Chromohalobacter beijerinckii

Scientific classification
- Domain: Bacteria
- Kingdom: Pseudomonadati
- Phylum: Pseudomonadota
- Class: Gammaproteobacteria
- Order: Oceanospirillales
- Family: Halomonadaceae
- Genus: Chromohalobacter
- Species: C. beijerinckii
- Binomial name: Chromohalobacter beijerinckii (Hof 1935) Peçonek et al. 2006
- Synonyms: Pseudomonas beijerinckii Hof 1935

= Chromohalobacter beijerinckii =

- Authority: (Hof 1935) , Peçonek et al. 2006
- Synonyms: Pseudomonas beijerinckii Hof 1935

Species of bacterium

Chromohalobacter beijerinckii is a motile, rod-like, salt-loving, Gram-negative soil bacterium, 0.4–0.6 μm by 1.8–2.5 μm.

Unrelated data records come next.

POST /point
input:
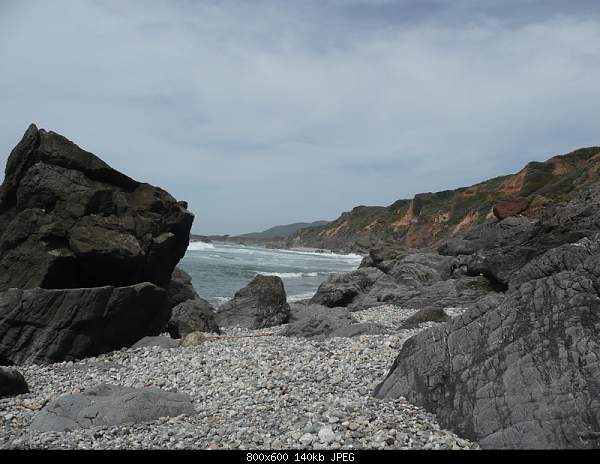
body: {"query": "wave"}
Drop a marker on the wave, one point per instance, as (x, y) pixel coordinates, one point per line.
(200, 246)
(300, 296)
(291, 275)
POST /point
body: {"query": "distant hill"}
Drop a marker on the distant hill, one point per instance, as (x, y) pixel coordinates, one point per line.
(282, 231)
(429, 218)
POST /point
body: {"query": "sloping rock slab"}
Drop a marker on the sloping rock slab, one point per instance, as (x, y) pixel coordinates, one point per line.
(262, 303)
(522, 374)
(107, 405)
(192, 316)
(12, 382)
(43, 326)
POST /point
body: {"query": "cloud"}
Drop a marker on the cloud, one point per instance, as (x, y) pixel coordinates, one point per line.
(267, 112)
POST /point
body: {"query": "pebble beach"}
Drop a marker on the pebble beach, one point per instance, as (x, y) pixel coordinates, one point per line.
(251, 390)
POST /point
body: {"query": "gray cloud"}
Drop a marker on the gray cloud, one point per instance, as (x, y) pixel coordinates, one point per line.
(267, 112)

The bacterium was isolated in 1935 by T. Hof from fermented salted beans preserved in brine. Hof named it Pseudomonas beijerinckii and identified it as the organism responsible for the purple color of that food. The pigment was the calcium salt of tetrahydroxy-p-benzoquinone Ca_{2}C_{6}O_{6}, derived from the beans' myo-inositol. The bacterium thrives in media with salt (NaCl) concentrations ranging from 0.35% to 25%; the optimum growth occurs at 8 to 10% NaCl, pH 7.5, and 35 °C.

==Reclassification==
In 2006, comparison of the DNAs of P. beijerinckiis DNA with that of other Chromohalobacter bacteria indicated that it definitely belonged to that genus, and in fact was virtually identical to a species of Chromohalobacter recently isolated from salted herring of the Baltic Sea. Therefore the name was changed to Chromohalobacter beijerinckii. It is very similar but distinct from the species Chromohalobacter japonicus, isolated in 2007 from a Japanese salty food.